The Oil Business
By: Mason Fisher
John Davison Rockefeller
Born - July 8, 1839 in Richford, New York
Died - May 23, 1937 in Ormond Beach, Florida (age 97)
Parents - William Rockefeller, Eliza Davison
The Growth of the Oil Industry
The oil business grew because the process of refining crude oil was introduced. This enabled different products to be marketed and used for a lot of different purposes, which increased profits
His Career
When John was 26 years old, he and four partners set up an oil refinery in Cleveland, Ohio. In 1870 he organized the Standard Oil Company and aggressively ran it until he retired in 1897. He acquired almost all of the oil refineries in and around Cleveland.

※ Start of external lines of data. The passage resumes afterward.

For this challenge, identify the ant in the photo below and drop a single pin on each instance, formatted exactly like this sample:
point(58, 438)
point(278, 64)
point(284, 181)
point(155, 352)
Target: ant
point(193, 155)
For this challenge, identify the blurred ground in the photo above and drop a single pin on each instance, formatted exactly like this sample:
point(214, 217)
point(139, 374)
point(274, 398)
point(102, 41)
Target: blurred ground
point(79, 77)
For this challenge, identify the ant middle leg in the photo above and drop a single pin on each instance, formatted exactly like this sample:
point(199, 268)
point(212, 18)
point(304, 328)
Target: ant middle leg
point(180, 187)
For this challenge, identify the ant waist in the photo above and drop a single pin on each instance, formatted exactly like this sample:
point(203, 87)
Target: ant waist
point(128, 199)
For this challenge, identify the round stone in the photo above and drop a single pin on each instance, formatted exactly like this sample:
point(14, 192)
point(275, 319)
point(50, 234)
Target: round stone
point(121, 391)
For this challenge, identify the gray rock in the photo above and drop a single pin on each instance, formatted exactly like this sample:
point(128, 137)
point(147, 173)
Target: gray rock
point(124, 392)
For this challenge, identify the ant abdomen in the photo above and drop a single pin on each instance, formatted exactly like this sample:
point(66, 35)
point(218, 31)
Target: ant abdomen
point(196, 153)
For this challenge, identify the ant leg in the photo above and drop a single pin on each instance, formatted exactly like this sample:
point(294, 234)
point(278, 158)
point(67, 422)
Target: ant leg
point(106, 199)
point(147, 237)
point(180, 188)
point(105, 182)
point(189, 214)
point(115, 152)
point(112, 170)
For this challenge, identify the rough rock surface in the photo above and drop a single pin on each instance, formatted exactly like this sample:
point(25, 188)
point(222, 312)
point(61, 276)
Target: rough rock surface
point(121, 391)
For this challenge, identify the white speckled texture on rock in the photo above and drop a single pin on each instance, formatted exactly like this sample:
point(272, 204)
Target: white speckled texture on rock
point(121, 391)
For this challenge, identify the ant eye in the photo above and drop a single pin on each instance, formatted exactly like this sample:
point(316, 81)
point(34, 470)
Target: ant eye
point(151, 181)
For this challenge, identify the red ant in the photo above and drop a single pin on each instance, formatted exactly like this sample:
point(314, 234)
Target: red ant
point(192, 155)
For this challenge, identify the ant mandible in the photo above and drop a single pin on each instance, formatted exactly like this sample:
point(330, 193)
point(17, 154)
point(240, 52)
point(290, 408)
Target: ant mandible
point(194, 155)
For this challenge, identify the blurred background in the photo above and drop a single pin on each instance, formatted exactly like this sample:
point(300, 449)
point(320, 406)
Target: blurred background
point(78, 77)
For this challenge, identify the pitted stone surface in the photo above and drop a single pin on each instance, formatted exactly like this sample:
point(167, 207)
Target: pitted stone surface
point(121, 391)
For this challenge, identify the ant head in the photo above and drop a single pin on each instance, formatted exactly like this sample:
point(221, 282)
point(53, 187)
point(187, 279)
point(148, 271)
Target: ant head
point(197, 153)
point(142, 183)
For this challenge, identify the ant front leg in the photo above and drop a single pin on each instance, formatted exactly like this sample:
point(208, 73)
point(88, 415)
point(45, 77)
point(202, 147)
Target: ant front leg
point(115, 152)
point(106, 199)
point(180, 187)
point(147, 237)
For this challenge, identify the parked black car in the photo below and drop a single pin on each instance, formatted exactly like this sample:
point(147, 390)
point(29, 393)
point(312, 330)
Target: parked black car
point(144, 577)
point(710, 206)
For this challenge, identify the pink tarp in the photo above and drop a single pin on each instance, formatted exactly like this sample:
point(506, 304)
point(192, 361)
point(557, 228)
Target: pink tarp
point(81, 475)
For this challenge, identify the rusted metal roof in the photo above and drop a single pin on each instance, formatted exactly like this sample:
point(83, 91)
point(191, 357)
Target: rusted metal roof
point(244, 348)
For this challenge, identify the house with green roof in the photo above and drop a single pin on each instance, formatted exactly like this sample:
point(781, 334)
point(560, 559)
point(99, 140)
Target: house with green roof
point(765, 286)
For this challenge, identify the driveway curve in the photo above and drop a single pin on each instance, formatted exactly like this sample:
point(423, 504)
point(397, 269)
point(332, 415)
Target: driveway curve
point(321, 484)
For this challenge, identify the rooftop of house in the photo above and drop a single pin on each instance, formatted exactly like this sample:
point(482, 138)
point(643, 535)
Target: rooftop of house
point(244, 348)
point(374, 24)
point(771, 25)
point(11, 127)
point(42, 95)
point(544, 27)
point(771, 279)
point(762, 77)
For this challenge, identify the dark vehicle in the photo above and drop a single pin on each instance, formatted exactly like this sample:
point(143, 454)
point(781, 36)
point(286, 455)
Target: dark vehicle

Rockefeller used horizontal integration - which combines other competing businesses into one corporation. To strengthen Standard Oil's position, John lowered his prices, and pressured his customers not to deal with other rival companies. He persuaded railroads to grant him rebates in exchange for his business. He increased his control by forming a trust where a group of companies are managed by the same board directors. Rockefeller soon created a monopoly - almost total control of a single producer - of the oil industry.
Government Restriction
The government began restricting trusts and monopolies. They did so by passing the "Sherman Antitrust Act" in 1890. This law sought "to protect trade and commerce against unlawful restraint and monopoly".